Can it be that between the three posts we are getting closer to the essence of haiku, even the essence of life itself!


Huge thanks to those that provided their input especially the final and extensive response on this post by Sebastien Revon.  For those who have not contributed their thoughts this is an open invitation here to add to this ongoing and most stimulating conversation.


Ger White

Get an idea, a picture

How would you express it simply?

Put that down on paper


John Lanyon

I would ask them to think of the most powerful experiences in their life, choose one or two, get them to write say 100 words about it, then invite them to reduce it to 17 syllables or fewer.

Or have them consider this very moment – make lists of what they can see, hear, smell, and then a list of what they are feeling. Then try to put the two together.

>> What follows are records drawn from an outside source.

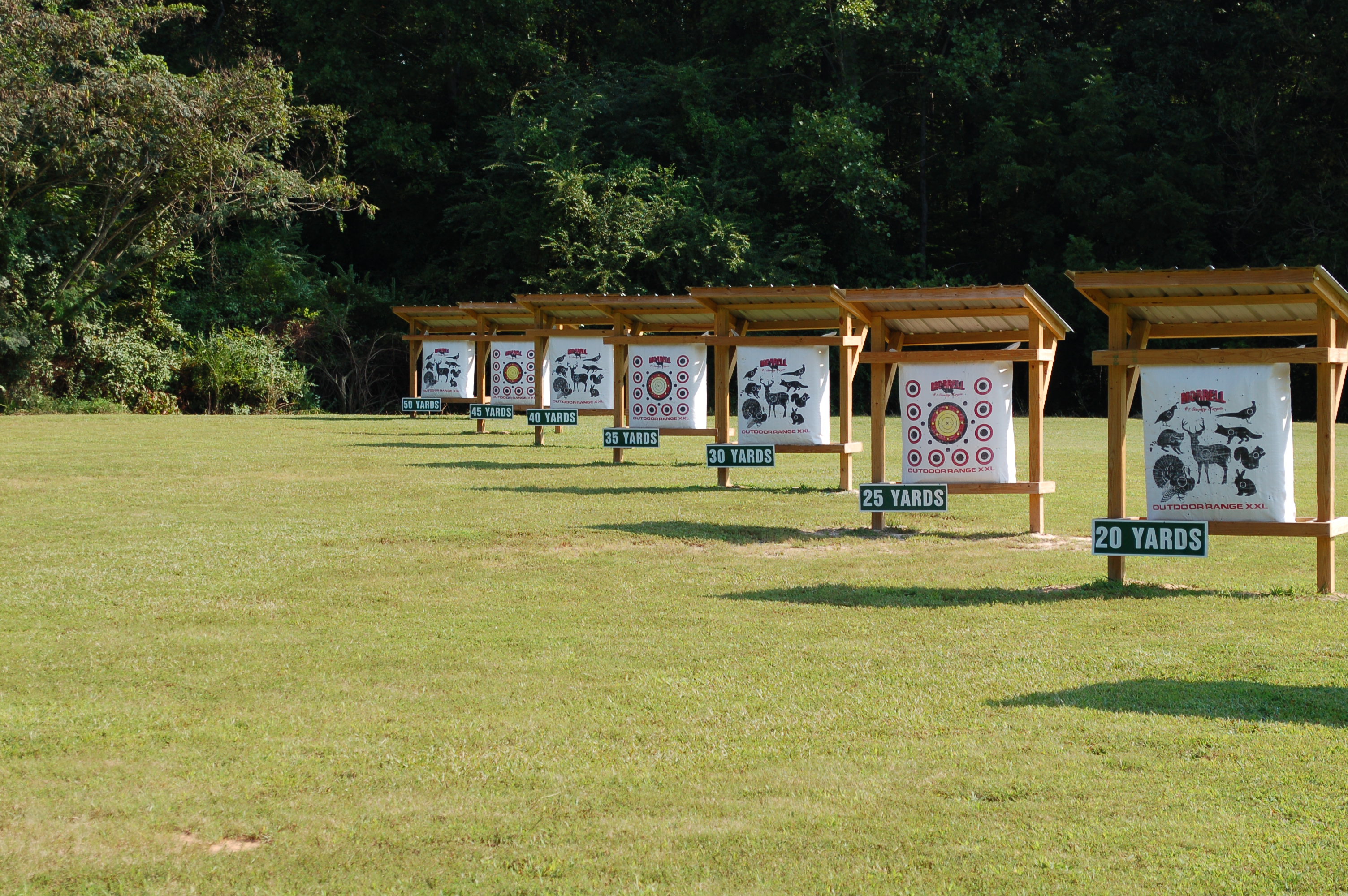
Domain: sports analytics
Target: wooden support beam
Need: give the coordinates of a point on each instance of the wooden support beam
(1138, 341)
(1118, 430)
(1327, 409)
(723, 391)
(848, 352)
(1126, 358)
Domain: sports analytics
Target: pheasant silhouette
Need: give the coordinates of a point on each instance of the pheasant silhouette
(1243, 415)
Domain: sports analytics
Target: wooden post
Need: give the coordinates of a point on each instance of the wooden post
(847, 368)
(1037, 398)
(1118, 429)
(879, 399)
(723, 392)
(1327, 409)
(619, 382)
(413, 355)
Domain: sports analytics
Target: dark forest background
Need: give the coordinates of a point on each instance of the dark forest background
(629, 146)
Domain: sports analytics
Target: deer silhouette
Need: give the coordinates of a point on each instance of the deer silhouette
(1207, 455)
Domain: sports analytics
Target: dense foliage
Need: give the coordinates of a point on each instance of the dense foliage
(635, 146)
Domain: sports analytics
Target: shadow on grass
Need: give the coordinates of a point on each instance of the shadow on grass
(638, 490)
(1236, 700)
(712, 531)
(509, 465)
(921, 596)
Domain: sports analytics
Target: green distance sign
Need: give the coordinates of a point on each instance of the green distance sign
(742, 455)
(550, 417)
(1149, 538)
(626, 437)
(895, 498)
(491, 411)
(423, 406)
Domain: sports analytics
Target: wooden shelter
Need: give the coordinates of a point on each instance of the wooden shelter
(924, 324)
(747, 316)
(436, 323)
(649, 320)
(1227, 304)
(554, 314)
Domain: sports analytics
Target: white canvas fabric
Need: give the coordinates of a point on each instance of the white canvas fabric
(784, 395)
(581, 372)
(958, 422)
(1218, 442)
(513, 372)
(447, 370)
(668, 386)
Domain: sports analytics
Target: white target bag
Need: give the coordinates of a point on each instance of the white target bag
(958, 422)
(668, 386)
(513, 372)
(581, 372)
(448, 370)
(784, 395)
(1218, 442)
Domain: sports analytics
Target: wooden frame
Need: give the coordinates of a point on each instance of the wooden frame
(738, 310)
(962, 316)
(1226, 304)
(554, 314)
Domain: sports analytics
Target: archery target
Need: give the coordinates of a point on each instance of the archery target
(581, 372)
(447, 370)
(513, 372)
(668, 384)
(1218, 442)
(784, 395)
(958, 423)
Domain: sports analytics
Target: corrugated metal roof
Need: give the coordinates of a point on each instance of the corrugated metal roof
(1246, 294)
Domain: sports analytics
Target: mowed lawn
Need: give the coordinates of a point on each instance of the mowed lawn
(376, 655)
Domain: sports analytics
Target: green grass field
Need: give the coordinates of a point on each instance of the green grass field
(374, 655)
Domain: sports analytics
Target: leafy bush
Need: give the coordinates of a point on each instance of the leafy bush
(244, 368)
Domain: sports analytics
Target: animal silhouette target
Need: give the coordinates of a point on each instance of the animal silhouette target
(581, 372)
(1219, 442)
(958, 423)
(447, 370)
(784, 395)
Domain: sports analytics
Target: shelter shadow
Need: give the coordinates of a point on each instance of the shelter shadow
(712, 531)
(1232, 700)
(879, 596)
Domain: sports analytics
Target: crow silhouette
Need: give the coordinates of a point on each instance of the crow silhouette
(1242, 415)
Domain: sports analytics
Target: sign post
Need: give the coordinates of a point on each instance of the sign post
(730, 455)
(423, 406)
(622, 437)
(491, 411)
(897, 498)
(552, 417)
(1149, 538)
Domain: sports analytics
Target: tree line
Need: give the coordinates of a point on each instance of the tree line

Talk about the haiku that move you. Go into lots of detail. Share your enthusiasm. It’s catching.

Start with an icebreaker quiz about haiku to dispell various myths around haiku e.g haiku always have 17 syllables, haiku are usually serious, haiku were invented in the 17th C in Japan etc.


Julian Witts

I’d say, start small – capture a glimpse, and, to begin with, make the most of the 17 syllable guideline to help you really weigh the words and their possibilities. Plumb the depths with little shafts of light.

The classic’ English haiku is a 3-line poem, with the syllabic structure 5-7-5. That’s commonly thought of as the closest approximation we have to the original Japanese haikus.

Some people are very strict in adhering to this structure, whilst others see it more as a guide. I think it’s a good idea, when starting out, to follow the guide until you really know why you need to break the ‘rules’ in any given poem, but, for me, content and feeling must lead structure.


Roz Ottery

Go quietly into your reflective space. Settle. Muse on nature and find what you want to say. Refine it. Simplify. Every word means something. Try not to twist or push it out of shape. Aim for 5, 7, 5 format but keep the authenticity. The last line is the reveal.


Chris Evans

String syllables and

Thread meaning into the sounds

Something will emerge


Murray Steele

To paraphrase Aristotle (?) you learn to write haiku by writing them


Mavis Moog

See a striking scene.

Link it to a greater truth.

Make a subtle pun.


Alan Summers

“Discover yourself gently”

I’d say writing haiku in any way is challenging. It was only twenty years of haiku writing that I attempted haiku in a 575 syllabic pattern


Sébastien Revon

For me going into haiku started by reading haiku. One day, by chance, I read a haiku by Chiyo-Ni part of a book called “Poems that make grown men cry”. That was an instant crush. You need some trigger. Read first.


Ted Millichap

You beat me to it Sébastien. The only way to learn any art is to start by looking at those already made. When the light goes on you are ready.


Tom Fox

Get them to dip into their pocket or bag – pull out the first thing – look at it for a minute – put that observation, set of feelings to work.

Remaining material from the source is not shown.